If you take time to observe your pet and really take note of what it is that just makes his day – thinking in terms of food, activity and the environment – it will give you a running start to setting you and your pet up for success. But more than that, with so many options to offer in the lesson plan as an outcome for a behavior – think about how totally awesome that is for your student.
But here is the thing, it is not enough to just know what gets that tail wagging or that bird stepping up. Once you’ve got that list, go back through your list and rank your items.
A = over the top value
B = valued unless there is something better available
C = will choose in certain, ideal conditions
D = your dog will only choose once in awhile
Why is this important? Well, remember, animals will choose to do behaviors that have the highest value outcome. When you begin teaching a simple behavior in an environment with no or minimal distraction, a dog biscuit or low value toy will probably be enough of an incentive for your pet to choose to do the behavior. (There may be other factors involved, however, in your pet not getting the lesson plan such as too large of approximations or poor timing on delivery of the reinforcement – but for the sake of this post I’ll focus on the reinforcers only.)
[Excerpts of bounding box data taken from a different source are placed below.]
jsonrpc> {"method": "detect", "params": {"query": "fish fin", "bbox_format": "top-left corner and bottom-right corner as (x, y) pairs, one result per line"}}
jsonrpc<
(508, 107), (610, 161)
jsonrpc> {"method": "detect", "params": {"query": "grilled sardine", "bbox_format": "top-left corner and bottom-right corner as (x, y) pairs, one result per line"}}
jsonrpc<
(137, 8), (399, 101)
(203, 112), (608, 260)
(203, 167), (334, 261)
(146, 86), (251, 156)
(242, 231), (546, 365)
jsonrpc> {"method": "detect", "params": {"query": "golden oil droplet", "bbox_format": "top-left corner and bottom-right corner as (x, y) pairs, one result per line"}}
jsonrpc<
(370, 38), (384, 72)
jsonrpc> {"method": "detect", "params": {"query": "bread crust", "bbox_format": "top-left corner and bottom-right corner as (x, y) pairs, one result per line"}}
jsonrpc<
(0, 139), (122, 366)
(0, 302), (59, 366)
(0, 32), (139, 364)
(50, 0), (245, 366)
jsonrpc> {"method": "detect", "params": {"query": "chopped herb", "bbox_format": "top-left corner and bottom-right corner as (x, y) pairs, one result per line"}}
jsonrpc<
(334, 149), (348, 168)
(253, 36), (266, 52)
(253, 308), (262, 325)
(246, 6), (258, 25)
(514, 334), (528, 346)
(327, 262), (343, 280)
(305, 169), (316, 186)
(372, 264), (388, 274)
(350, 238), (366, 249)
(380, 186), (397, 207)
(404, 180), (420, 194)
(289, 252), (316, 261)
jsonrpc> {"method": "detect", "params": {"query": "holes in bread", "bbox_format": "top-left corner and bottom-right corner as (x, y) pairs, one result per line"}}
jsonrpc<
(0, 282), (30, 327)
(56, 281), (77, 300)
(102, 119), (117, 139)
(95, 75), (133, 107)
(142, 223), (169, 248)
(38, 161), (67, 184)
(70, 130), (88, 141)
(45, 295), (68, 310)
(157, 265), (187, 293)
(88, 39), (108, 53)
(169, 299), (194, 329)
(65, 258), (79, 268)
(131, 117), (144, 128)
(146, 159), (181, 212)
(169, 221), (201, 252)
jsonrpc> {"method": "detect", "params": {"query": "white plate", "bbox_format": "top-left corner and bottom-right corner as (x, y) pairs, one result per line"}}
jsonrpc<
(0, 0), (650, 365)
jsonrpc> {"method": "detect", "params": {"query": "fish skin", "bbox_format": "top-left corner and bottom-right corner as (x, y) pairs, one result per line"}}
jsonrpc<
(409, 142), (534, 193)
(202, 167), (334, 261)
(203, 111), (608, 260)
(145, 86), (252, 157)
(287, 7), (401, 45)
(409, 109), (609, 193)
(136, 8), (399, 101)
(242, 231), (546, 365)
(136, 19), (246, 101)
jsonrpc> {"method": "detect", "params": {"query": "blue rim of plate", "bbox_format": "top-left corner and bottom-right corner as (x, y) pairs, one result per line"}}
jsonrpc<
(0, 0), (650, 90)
However, as your dog does the behavior reliably in a particular environment and it is time to begin proofing, or teaching the behavior in a variety of settings with a variety of criteria, you may be adding distractions. Those distractions will be competing with you as a valued outcome of a behavior. If you want your pet to choose to focus on you, you will need to increase the value of the reinforcer. (Please click here to read my post on proofing behavior.)
As an example, I have been working with our family dog, Sam, on his loose leash walking skills. (And I am strengthening my skills too, continuing my education online with a trainer I look up to – Pam Johnson.) When I practiced with him inside my parents’ house, I used plain dog crackers. When I began working with him on their semi-quiet neighborhood street, I brought with us a variety of processed cold cuts mixed with the dog crackers and cheese. Tonight we were ready to walk around the cars in a strip center, and what I packed in my bag was the real deal – pieces of juicy left over chicken from dinner (warmed together with the other food).
If Sam was a border collie or another dog who placed a lot of value on tugging, I would have brought a tug toy to mix in with my bag of reinforcers.